The common definition of "reparations" has been distilled into the payment of money to the descendants of American slaves. The scholarly discussions around the matter most often revolve around arcane mechanics, determinations of the value of slave labor and the definition of ancestry.
"The Insufficiency of Reparations" contends that reparations as so defined are inappropriate, insufficient and dangerous.
Inappropriate, because it suggests that a check, regardless of the amount, is an adequate response to the enslavement and enduring abuse of an entire population of American citizens.
It is not.
Insufficient, because the concept falsely implies that the damage done by centuries of endemic racism has been limited to slavery and its specific victims.
It has not.
Dangerous, because it provides an excuse for white America to consider its obligation to the repair of what it has broken to be satisfied.
It must not.
Coming from an extensive background in business and finance, author Gary Adornato sets out a comprehensive set of programs for addressing the myriad deprivations inflicted on Black Americans, deficits that have their origins in centuries of racial injustice and inequity.

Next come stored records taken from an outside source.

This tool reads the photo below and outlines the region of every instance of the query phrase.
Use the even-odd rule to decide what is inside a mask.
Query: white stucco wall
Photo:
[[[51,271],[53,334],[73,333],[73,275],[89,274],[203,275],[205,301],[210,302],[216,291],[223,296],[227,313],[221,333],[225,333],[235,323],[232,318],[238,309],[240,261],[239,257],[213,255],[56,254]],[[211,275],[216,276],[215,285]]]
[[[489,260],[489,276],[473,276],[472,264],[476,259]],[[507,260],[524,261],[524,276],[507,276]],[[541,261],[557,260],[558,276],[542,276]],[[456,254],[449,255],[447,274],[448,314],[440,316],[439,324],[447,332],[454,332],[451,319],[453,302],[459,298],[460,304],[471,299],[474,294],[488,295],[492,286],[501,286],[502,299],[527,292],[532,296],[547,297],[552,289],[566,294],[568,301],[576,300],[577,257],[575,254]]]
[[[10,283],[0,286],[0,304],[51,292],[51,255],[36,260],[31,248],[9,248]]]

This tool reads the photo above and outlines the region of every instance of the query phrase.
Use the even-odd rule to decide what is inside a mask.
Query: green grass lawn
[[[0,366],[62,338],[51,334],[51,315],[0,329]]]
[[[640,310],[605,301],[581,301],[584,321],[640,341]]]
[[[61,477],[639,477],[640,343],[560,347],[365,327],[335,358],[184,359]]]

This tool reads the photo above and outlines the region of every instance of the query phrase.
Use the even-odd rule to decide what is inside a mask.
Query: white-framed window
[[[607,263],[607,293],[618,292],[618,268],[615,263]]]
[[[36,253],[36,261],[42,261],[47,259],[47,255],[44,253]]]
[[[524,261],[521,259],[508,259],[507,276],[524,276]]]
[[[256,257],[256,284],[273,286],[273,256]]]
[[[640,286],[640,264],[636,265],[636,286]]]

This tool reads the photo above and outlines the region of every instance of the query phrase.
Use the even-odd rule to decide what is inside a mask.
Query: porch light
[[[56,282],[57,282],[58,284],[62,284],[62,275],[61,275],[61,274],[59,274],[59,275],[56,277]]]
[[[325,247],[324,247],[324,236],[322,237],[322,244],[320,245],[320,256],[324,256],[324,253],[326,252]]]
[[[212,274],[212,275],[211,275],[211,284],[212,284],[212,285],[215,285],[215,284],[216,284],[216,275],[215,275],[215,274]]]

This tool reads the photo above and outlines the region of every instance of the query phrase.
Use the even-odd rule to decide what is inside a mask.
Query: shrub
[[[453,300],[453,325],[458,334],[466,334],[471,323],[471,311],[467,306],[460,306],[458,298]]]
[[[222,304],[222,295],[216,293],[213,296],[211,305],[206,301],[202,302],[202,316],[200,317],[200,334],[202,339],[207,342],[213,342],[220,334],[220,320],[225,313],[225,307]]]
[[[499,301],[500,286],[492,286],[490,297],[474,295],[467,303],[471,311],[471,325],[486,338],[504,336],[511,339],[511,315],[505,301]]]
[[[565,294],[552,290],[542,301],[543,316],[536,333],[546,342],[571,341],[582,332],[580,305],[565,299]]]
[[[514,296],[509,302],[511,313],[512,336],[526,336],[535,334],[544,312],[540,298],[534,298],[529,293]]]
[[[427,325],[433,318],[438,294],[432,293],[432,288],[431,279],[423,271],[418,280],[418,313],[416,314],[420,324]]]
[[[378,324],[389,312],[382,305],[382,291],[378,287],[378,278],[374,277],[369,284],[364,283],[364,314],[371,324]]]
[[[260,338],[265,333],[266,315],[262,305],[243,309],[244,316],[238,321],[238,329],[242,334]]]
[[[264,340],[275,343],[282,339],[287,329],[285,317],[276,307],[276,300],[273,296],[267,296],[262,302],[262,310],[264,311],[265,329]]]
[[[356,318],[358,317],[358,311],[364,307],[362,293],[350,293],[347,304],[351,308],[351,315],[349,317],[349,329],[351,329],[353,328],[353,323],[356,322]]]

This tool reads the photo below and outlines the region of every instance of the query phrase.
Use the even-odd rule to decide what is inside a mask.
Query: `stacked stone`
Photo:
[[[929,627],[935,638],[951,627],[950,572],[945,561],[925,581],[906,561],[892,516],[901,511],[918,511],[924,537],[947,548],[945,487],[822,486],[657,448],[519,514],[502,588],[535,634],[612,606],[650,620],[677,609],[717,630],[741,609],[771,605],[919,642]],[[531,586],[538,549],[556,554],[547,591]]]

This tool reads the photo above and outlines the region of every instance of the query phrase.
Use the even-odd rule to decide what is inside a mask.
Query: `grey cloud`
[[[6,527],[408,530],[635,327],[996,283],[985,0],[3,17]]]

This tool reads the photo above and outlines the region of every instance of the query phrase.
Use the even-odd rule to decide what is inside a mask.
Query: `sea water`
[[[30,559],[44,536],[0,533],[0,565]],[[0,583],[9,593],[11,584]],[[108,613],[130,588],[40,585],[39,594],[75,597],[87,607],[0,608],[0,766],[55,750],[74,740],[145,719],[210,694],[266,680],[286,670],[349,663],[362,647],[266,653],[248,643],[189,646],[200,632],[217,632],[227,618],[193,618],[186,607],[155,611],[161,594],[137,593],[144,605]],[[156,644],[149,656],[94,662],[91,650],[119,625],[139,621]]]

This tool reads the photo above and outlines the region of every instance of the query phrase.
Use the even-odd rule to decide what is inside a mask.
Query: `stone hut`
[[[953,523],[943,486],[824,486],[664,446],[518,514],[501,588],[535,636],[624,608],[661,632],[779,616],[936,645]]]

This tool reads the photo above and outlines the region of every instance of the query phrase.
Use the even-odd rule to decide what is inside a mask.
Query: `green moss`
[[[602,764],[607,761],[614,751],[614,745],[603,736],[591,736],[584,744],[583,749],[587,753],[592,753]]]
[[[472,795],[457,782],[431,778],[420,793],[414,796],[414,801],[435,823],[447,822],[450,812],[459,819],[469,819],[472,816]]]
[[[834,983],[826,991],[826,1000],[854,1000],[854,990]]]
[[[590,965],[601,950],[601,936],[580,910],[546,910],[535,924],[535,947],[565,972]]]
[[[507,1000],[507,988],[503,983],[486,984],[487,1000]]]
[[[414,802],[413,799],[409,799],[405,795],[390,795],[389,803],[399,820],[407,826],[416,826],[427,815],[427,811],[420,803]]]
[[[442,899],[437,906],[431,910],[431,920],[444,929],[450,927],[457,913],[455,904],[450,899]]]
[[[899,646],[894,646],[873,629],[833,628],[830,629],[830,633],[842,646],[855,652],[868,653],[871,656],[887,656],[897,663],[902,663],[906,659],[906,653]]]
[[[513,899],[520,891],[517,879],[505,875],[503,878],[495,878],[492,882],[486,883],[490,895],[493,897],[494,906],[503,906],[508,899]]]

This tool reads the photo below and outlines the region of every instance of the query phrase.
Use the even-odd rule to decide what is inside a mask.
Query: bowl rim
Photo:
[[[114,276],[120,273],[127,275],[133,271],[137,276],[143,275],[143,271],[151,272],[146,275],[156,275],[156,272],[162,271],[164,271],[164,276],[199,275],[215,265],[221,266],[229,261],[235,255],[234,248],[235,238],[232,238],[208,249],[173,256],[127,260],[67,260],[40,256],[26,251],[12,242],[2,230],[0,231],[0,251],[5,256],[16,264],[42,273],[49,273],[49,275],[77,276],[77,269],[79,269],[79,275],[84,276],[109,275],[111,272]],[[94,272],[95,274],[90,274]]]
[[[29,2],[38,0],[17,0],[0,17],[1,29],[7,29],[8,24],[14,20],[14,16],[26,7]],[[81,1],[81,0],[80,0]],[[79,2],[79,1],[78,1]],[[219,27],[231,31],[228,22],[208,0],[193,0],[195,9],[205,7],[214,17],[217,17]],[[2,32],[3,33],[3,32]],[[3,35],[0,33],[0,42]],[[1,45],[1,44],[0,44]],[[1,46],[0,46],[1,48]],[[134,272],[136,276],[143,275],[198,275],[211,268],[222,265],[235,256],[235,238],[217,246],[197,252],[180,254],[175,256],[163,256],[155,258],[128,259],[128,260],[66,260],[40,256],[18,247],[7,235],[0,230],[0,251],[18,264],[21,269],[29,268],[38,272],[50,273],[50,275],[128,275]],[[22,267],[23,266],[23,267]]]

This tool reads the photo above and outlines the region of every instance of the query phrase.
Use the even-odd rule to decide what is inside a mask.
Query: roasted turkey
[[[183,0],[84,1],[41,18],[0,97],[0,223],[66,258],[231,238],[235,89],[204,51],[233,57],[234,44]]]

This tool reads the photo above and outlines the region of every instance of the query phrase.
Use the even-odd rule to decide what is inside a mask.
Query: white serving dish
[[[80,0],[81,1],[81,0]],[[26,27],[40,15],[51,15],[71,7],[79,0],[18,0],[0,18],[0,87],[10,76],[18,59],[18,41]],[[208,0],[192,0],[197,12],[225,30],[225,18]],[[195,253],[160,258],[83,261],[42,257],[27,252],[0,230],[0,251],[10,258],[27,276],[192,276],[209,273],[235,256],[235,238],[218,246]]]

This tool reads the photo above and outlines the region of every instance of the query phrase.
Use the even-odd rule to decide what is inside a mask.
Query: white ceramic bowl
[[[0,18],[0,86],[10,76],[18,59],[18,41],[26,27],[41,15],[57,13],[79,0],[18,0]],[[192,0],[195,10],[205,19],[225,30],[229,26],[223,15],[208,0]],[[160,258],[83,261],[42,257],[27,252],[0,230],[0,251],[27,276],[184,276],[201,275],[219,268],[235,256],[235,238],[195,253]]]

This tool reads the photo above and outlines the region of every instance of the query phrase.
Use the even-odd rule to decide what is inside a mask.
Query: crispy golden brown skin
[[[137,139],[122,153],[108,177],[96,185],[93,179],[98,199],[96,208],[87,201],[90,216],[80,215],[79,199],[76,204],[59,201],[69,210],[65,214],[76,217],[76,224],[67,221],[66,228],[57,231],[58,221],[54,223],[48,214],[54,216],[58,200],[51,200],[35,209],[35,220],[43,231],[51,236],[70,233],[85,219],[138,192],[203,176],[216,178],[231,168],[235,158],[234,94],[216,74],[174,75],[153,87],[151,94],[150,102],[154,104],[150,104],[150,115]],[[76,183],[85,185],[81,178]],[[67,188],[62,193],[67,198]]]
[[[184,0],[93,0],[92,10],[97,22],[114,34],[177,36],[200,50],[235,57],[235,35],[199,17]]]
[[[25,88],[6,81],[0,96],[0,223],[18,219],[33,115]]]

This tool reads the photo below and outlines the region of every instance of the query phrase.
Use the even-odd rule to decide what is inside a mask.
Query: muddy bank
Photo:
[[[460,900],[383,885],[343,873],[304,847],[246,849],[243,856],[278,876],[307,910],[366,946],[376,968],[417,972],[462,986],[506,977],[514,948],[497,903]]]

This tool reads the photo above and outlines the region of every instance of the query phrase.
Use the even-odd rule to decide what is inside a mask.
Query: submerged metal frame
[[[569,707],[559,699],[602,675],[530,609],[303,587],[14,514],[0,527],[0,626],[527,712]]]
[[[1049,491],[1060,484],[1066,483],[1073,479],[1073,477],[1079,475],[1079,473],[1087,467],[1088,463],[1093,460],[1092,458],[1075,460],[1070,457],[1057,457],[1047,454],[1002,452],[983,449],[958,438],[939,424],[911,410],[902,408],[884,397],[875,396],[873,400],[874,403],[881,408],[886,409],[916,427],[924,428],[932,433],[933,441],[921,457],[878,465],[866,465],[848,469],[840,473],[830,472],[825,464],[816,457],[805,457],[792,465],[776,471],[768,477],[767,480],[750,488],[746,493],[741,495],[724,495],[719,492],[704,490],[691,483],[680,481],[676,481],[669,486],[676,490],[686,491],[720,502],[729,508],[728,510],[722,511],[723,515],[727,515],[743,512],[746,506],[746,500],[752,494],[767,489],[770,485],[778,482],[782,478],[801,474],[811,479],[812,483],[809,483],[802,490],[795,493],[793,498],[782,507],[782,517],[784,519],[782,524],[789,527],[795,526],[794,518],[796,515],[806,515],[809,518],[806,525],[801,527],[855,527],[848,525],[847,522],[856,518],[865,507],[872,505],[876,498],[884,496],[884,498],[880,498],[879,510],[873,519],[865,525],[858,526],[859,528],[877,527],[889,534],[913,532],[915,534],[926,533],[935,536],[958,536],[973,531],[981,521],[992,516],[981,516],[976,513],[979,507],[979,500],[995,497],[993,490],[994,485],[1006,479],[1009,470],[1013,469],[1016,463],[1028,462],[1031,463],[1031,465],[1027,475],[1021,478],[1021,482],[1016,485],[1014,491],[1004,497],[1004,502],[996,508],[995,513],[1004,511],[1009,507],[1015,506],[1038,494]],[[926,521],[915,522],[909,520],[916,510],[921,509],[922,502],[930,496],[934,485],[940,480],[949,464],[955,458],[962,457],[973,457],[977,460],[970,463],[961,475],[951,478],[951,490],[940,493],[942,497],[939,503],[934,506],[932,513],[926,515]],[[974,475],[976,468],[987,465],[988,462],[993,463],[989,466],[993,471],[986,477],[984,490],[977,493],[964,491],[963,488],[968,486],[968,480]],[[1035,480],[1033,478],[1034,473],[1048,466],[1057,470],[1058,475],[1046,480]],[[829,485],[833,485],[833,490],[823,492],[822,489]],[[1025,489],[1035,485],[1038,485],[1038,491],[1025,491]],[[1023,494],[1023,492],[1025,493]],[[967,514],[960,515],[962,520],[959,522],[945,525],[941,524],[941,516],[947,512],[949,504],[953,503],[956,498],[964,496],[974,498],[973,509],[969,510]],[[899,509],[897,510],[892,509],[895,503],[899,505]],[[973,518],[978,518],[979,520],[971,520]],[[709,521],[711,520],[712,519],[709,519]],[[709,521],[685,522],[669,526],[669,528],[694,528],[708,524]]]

A business plan for building towards racial equality, "The Insufficiency of Reparations" demonstrates solutions formed within the government and empowered by a legislative mandate that will endure beyond the limits of political fashion. Specific responses to historic and pervasive inequities in education, poverty and health care, in social justice, business and political representation are integrated and supported within powerful structures and initiatives.
Understood in context, the book proposes an ambitious, but ultimately appropriate and fully justifiable recalibration of racial equality. In so doing, in the overdue and deliberate balancing of one eighth of U.S. citizenry, America emerges a stronger and more productive nation, infinitely more capable of asserting the mantle of leadership that has for so long been asked of it.